Occasional stylistic piano gives clarification to tracks such as “Enough Time,” but slightly diverse is “Message,” giving a nod to dub with its clever beats edging out into a more adventurous surrounding, while revealing a hint of the foreign exotic. With such a busied climb to the summit, the calling of the chants become almost distant, before the track calms upon completion to look towards a view that is prosperous.

“Morning Ritualism” is a bright and hopeful insight as one might expect—its effected vocal textures illuminate the track adding yet more movement within its own clearly outlined soundscape. The timbres from soft wind instruments inspire psychedelic hippy moods. “Fell from the Sky” winds into the distance with faint beats and chimes. “Interlocked” builds in its own progressive and elegant way—each sound has its prominent contribution becoming quite intense and triggering imaginative scenes of affection. “Delgemaa” enters with its spiky electronic landscape and mysterious female voiceover for a short excursion, while more dainty piano work assists to extract the soul of Falling Through the Earth.
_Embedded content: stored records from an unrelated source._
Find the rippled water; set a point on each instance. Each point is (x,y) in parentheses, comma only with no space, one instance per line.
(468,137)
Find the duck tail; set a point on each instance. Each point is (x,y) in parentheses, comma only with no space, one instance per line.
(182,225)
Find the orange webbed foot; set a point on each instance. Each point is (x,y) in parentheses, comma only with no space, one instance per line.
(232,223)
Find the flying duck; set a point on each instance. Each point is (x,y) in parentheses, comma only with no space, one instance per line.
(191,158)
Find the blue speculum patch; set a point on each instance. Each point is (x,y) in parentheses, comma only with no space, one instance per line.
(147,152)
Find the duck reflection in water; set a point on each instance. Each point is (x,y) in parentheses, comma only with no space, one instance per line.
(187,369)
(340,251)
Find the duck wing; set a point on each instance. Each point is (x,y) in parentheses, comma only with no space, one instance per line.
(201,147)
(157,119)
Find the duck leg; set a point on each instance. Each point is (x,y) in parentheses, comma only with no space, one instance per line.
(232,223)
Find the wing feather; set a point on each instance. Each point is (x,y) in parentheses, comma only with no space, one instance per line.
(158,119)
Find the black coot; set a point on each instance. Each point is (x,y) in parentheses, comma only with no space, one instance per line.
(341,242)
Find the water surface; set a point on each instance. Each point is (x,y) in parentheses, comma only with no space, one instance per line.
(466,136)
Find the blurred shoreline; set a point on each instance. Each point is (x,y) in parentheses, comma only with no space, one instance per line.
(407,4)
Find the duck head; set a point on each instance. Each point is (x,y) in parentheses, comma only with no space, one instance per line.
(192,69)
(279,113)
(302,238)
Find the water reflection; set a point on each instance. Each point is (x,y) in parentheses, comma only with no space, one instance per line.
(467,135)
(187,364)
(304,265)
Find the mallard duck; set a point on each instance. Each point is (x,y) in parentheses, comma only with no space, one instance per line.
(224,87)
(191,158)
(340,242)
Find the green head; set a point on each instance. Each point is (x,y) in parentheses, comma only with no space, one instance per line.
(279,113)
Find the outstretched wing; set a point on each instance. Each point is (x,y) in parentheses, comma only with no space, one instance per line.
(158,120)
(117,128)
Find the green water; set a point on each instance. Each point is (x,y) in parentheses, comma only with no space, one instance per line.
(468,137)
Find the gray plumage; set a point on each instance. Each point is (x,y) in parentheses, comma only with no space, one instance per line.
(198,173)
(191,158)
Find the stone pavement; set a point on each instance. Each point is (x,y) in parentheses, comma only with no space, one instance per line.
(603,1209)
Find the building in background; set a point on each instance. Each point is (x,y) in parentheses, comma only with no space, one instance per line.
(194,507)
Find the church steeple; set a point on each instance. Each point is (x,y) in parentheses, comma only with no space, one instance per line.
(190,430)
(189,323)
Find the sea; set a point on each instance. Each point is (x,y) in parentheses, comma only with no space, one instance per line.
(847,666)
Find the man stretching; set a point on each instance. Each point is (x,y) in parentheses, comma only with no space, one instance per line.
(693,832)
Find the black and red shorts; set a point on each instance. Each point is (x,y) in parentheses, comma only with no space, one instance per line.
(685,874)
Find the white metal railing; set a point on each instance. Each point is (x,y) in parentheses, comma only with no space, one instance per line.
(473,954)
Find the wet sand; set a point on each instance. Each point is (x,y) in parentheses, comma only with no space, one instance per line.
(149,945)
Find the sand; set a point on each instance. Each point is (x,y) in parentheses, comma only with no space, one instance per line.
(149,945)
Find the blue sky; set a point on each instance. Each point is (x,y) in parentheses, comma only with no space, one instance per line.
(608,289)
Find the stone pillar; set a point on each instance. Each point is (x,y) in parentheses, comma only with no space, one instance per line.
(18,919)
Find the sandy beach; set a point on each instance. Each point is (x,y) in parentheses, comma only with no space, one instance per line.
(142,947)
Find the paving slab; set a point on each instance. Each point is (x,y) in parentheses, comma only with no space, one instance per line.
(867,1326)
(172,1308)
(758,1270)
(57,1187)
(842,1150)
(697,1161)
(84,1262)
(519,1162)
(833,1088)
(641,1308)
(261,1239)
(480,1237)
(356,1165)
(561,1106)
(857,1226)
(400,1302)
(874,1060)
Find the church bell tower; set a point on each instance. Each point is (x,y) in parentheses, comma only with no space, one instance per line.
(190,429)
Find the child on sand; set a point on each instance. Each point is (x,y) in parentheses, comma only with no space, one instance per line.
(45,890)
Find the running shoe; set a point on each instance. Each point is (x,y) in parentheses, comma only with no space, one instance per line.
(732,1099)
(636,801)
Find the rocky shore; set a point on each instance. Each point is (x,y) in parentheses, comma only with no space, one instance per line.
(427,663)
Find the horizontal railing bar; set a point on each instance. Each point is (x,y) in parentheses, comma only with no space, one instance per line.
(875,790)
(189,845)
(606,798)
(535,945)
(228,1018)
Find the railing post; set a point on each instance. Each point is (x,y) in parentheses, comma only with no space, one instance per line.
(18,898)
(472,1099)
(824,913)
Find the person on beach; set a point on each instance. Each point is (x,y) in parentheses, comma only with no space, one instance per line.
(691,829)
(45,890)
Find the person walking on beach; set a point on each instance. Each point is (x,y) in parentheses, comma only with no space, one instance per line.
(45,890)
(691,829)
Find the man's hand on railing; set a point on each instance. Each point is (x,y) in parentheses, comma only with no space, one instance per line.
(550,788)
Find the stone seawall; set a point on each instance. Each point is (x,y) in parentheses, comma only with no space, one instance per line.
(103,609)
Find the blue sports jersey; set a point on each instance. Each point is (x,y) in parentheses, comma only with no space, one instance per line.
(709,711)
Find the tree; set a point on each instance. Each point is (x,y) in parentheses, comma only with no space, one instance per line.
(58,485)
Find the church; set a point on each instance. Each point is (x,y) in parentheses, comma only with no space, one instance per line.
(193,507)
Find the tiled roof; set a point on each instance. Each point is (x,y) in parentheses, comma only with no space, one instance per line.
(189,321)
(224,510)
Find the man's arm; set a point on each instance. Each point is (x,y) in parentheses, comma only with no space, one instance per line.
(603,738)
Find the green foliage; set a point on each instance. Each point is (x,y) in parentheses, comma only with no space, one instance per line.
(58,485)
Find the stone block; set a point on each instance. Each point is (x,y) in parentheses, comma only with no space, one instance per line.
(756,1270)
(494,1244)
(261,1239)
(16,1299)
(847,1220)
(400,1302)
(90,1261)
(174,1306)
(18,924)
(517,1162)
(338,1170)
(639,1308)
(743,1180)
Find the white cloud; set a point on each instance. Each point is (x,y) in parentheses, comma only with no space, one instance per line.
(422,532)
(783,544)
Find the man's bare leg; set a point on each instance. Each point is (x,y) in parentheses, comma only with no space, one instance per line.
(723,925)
Fredrik Ohr’s ornate compositions are innovative and fresh—subtle, slightly tribal and evenly paced throughout means this album sits well as a continuous play think piece. Superb electronic waveforms are enhanced by shimmering textures that swell, making all the tracks vibrant while tuneful chimes add to the increasing glow. This album will leave a sacred trail whenever it’s played.

Falling Through the Earth is out now on Aleph Zero. [Listen & Purchase]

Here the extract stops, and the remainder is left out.